Mission Statement Amended

So, today has been rough as the antibiotics are not being nice to my body.  Sore throat is almost gone, but the trade-off is not easy on my tummy.  Feeling physically bad has just made the depression all the worse.  Poor J, I won’t really let him help the way he wants to.  Today was supposed to be a workday but I called in since I feel so bad.  Luckily, today is also a school day for both boys, so at least they’re getting socialization.

I’ve re-worked the blog a little bit and it helps some.  I’m still not happy and likely won’t be until I learn some CSS.  But it’s been a diversion I can work on from the bed, which is where I’ve refused to leave for a while.
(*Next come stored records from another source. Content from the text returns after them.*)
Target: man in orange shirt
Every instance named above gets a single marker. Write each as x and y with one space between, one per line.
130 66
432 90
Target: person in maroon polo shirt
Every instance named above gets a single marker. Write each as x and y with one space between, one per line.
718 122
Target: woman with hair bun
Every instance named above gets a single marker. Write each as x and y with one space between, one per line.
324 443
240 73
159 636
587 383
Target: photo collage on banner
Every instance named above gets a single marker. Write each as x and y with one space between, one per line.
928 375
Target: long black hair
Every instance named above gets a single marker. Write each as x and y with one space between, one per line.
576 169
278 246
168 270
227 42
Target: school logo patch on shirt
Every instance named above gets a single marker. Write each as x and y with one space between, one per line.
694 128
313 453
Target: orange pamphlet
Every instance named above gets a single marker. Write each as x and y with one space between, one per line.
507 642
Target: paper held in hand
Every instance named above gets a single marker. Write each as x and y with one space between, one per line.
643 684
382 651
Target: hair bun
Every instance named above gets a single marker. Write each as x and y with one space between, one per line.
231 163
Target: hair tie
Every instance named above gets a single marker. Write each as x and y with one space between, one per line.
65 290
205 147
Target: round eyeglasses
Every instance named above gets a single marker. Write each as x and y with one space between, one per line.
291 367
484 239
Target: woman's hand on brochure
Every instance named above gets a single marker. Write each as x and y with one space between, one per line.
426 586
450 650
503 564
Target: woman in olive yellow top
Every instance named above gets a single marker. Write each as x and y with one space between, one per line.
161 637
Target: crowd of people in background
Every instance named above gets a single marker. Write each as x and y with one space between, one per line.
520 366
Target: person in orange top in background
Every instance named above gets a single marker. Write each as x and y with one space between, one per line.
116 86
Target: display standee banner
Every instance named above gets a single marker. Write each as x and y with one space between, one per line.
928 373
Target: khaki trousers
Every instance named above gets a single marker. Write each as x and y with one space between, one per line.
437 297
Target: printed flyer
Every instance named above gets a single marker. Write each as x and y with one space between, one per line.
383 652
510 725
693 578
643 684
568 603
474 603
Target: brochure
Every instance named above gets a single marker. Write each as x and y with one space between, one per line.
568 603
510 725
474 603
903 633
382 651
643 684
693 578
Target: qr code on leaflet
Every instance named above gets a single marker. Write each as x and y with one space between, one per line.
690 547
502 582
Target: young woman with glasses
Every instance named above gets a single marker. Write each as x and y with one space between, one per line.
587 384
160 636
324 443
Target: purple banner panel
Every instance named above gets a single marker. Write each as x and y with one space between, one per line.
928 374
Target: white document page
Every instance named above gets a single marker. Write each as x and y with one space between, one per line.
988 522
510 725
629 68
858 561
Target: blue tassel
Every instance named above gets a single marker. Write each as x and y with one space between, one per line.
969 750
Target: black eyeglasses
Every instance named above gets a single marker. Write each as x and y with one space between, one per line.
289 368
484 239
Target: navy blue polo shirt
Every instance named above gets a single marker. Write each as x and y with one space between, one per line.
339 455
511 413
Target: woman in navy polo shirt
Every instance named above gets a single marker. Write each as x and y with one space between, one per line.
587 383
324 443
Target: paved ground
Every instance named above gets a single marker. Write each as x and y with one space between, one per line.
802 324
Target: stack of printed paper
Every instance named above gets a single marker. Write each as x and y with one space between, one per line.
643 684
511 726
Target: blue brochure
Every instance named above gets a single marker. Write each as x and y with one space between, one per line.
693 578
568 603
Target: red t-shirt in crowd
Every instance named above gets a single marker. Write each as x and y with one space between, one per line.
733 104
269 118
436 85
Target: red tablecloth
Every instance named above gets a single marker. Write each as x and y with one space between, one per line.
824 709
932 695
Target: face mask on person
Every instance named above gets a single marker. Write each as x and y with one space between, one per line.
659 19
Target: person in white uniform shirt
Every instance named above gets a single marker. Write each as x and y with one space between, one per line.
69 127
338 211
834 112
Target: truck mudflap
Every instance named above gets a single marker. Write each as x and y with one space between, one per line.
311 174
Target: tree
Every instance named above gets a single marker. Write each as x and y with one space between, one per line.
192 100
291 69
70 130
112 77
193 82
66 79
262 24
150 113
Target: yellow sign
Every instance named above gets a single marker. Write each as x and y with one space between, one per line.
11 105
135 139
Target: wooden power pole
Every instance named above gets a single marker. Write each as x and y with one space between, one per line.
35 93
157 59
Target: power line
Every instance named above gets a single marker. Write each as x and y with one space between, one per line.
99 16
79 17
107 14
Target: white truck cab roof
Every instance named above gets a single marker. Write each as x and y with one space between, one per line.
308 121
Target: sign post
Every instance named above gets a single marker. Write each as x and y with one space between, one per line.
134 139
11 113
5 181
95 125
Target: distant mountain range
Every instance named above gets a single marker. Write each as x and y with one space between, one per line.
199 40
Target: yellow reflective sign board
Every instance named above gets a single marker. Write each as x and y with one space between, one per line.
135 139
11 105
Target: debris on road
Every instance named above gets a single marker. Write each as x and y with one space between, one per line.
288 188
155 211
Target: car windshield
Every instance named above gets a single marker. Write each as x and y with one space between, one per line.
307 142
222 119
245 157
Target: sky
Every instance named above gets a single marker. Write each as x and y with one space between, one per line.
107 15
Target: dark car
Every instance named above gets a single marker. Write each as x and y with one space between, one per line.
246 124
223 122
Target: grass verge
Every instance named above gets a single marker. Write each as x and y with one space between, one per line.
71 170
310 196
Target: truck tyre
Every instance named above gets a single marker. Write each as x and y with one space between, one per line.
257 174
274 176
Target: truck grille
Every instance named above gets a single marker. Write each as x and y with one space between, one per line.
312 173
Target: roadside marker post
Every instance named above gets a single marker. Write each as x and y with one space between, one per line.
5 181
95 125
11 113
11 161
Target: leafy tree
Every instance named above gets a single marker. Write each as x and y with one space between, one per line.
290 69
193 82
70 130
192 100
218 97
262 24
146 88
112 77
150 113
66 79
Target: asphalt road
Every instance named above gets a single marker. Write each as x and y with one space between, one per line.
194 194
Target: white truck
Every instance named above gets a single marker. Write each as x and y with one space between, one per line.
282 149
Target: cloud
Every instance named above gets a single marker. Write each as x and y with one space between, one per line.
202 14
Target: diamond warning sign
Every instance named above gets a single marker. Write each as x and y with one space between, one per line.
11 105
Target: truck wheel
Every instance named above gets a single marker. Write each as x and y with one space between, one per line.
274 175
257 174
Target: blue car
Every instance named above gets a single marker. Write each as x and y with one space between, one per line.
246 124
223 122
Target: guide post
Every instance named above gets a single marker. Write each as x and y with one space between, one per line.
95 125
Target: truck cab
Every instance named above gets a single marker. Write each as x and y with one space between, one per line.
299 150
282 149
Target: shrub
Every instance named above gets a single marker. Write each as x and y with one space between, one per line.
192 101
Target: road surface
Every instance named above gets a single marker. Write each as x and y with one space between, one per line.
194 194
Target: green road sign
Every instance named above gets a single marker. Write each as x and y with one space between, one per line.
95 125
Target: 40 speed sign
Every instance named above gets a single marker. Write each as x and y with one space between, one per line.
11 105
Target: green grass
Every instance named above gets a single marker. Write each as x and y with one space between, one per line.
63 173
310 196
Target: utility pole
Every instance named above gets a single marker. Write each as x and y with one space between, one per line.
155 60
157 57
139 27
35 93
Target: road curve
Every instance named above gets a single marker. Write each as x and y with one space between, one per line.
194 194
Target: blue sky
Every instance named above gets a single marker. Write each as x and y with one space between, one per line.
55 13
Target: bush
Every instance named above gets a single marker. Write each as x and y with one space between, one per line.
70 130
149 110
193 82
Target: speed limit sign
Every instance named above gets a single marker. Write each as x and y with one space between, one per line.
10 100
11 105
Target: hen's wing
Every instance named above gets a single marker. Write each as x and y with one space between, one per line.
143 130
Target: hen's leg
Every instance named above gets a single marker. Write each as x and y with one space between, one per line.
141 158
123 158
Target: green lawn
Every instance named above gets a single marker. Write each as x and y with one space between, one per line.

I’ve been tweaking the mission statement some over the past few weeks.  Time for a final run-through:

“My mission is to be a steward of empathy, encouragement, kindness, and creativity to everyone I meet.

“As a partner, I pledge to practice tolerance and balance, in order to always support J as we grow together.  I will actively use my imagination to remember that the possibilities in our life together are still endless.

“As a mother, I will model my values of authenticity, integrity, happiness, love, fairness, peace and personal development for Be-Bop and Rock Steady as they grow, with the hope that they will become self-aware individuals who make positive contributions to the world in the unique way they choose.

“As a woman diagnosed with bipolar disorder and post traumatic stress disorder, I have experienced first-hand the stigma that made me feel need to be ‘closeted’ in the past about my condition, for fear of losing jobs or friends.  I will seek to fight the stigmas, bigotry, and ignorance surrounding issues facing the mentally ill by first and foremost being open about my own continuous struggle.  I will seek out supportive environments that allow me to be myself on both good days and bad ones.  I will refrain from using words like “crazy” or “lunatic,” even in joking, because those words only feed the stereotypes out there and, deep down, they do makes me feel less than human.

“As a contributor to the world through employment and volunteerism, I will use my spiritual gift of helps in all things I do, to honor God’s love in my life.  I will remember to always temper my service with self-care which includes use of various artistic mediums, so that I may always give freely and without reservation.”